Answer. We expect the Coalition Provisional Authority's Inspector
General (CPA/IG) to remain in place for six-months following June 30,
2004, and to sunset on December 31, 2004, in accordance with 3001(o) of
Public Law 108-106. The State Department's Inspector General (DOS/IG)
has detailed six people to the CPA/IG, both in Iraq and Washington, and
is in the process of developing plans for work to be initiated after
June 30, 2004, which is commensurate with expanded Iraq-related duties
to be assumed by the Department.
As to the oversight responsibility for Iraq reconstruction funds,
it is our understanding that each Inspector General (for the Department
of State, U.S. Agency for International Development, Department of
Defense and others) will acquire oversight responsibility as each
parent agency acquires responsibility for programs previously under the
purview of the Coalition Provisional Authority. The Secretary of State
will, however, assume responsibility for the continuous supervision and
general direction of assistance for Iraq.

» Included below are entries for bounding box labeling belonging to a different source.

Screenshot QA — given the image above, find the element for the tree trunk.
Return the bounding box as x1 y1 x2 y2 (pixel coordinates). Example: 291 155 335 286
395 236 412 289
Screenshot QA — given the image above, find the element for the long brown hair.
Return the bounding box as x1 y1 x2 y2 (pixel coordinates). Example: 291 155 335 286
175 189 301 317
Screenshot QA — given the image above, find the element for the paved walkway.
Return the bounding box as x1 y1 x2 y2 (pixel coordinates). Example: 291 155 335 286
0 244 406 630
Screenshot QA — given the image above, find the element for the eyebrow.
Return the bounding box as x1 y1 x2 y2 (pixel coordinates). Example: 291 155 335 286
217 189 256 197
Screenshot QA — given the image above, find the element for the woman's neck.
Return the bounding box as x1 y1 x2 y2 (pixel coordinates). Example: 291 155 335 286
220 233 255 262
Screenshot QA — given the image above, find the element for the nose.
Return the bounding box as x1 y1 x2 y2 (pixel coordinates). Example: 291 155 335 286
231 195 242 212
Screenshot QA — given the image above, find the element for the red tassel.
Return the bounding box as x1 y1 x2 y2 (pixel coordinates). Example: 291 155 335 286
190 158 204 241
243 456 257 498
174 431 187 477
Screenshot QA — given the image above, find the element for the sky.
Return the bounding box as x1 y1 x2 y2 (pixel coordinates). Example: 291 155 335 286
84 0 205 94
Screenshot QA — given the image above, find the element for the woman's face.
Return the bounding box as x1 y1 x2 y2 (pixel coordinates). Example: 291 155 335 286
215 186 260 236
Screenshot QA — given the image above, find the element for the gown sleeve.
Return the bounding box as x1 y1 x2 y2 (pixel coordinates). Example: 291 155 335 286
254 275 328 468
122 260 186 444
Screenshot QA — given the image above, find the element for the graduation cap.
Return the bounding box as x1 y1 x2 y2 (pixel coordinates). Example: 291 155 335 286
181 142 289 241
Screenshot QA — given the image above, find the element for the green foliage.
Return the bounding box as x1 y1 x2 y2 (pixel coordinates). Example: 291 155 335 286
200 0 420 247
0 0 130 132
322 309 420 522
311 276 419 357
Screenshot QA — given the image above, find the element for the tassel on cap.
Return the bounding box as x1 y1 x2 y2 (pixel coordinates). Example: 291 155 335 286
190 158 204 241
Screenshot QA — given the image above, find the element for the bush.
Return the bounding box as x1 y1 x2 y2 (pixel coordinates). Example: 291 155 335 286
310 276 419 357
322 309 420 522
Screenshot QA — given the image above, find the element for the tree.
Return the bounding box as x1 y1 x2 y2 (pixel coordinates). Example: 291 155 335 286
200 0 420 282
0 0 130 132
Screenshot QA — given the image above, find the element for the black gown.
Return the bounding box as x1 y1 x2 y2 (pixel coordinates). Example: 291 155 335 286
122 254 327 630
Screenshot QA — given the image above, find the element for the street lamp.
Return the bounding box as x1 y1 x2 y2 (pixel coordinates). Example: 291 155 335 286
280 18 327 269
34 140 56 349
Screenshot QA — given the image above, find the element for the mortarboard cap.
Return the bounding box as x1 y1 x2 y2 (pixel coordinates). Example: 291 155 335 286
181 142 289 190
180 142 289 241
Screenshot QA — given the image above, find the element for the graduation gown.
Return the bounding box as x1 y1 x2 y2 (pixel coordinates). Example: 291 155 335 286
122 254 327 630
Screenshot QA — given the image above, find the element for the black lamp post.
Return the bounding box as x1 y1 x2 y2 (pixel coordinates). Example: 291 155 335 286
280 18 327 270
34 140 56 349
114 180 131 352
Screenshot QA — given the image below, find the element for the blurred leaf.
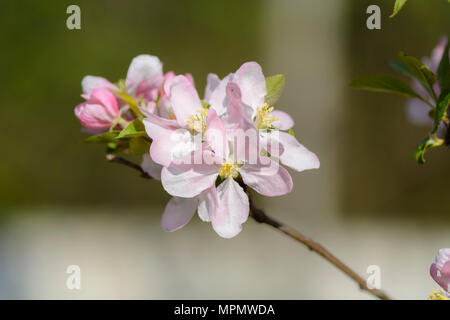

Question 2. As I understand it, the International Committee of the
Red Cross and Red Crescent alerted senior officials at both the
Department of Defense and the Department of State about alarming abuses
of Iraqi prisoners directly in mid-January. Press reports indicate that
the ICRC communicated concern directly to both Secretary Powell and
Deputy Secretary Wolfowitz. So regardless of whether other reports made
it onto the desks of the right people, the message was delivered at
very high levels at that time. I would like to ask both Secretary
Armitage and Secretary Wolfowitz, what action did your respective
Departments take after the ICRC delivered that very troubling message?
Answer. ICRC President Kellenberger visited Washington in January
and discussed detention issues with Secretary Powell, Deputy Secretary
of Defense Wolfowitz and National Security Advisor Rice. Senior
administration officials meet with Kellenberger every time he visits
Washington, a reflection of our high regard for the International
Committee of the Red Cross. In response to a question from the
Secretary on detainees in Iraq, Kellenberger told the Secretary that
the ICRC had concerns about the treatment of detainees in Guantanamo,
Afghanistan and Iraq and mentioned that a report was being prepared on
Iraq. He did not mention specifics or ask for any specific action. The
ICRC provided its confidential report to CPA and U.S. military
authorities in Baghdad in February 2004, covering the organization's
visits to prisons in Iraq from March to November of 2003. The U.S.
Mission in Geneva obtained a copy of the report and transmitted it to
the Department on March 5, 2004. Secretary Powell received an internal
memorandum describing the allegations of the report on March 11, 2004.
He was also informed that serious investigations were taking place. The
system appeared to be working and we understood that issues were being
dealt with at the local level. Our colleagues in the ICRC also appeared
to share the view in late March and April, both in Washington and
Geneva, that the February Report was being taken seriously at the local
level and that steps were being taken locally to address the concerns
raised.
The Department of Defense and the Department of Justice are
conducting various investigations arising from the allegations of abuse
at Abu Ghraib prison and elsewhere. The Department of State has
maintained a regular dialogue with the ICRC and other international
organizations and NGOs at the working level regarding these issues;
Secretary Powell and others ensure that the concerns the ICRC raises
are carefully considered in interagency discussions.